Ainda de acordo com o Complexo Regulador do Estado, outro objetivo do projeto de cirurgias eletivas de alta complexidade é estruturar uma rede de serviços de saúde de referência em média e alta complexidade.

“Queremos equalizar o tempo de espera para procedimentos eletivos em todo o Estado, contribuindo assim para que os municípios passem a trabalhar com a sua proporia demanda, em tempo real”, pontua a secretária de Regulação, Controle e Avaliação da SES, Fabiana Bardi.

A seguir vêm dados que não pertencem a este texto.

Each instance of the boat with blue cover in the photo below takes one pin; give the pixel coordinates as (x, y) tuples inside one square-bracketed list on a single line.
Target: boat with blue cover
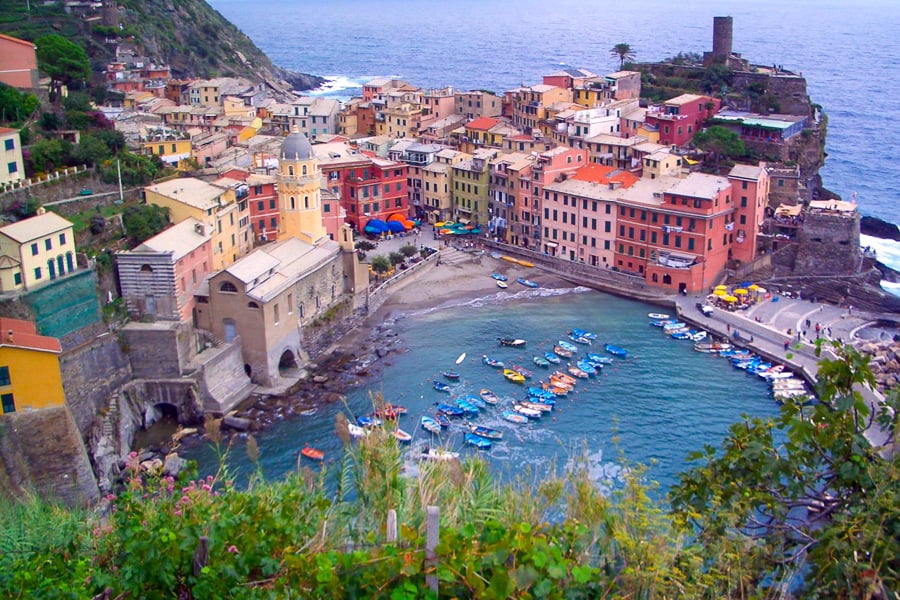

Conforme levantamento do Sisreg, os procedimentos com maior demanda reprimida são:

ESPECIALIDADE
UROLOGIA 1.217
ORTOPEDIA 1.138
OTORRINO 2.359
OFTALMOLOGIA 284
CIRURGIA CARDIACA E VASCULAR 2.461
PEDIATRIA 2.170
NEUROCIRURGIA 239
TOTAL CIRÚRGICO 9.868

 

Mais MT

O Mais MT foi lançado em outubro pelo governador Mauro Mendes e compreende 12 eixos que atendem demandas prioritárias nos setores da Segurança, Saúde, Educação, Social e Habitação, Desenvolvimento Econômico, Emprego e Renda, Infraestrutura, Turismo, Cultura, Esporte e Lazer, Eficiência Pública, Meio Ambiente, Agricultura Familiar e Regularização Fundiária.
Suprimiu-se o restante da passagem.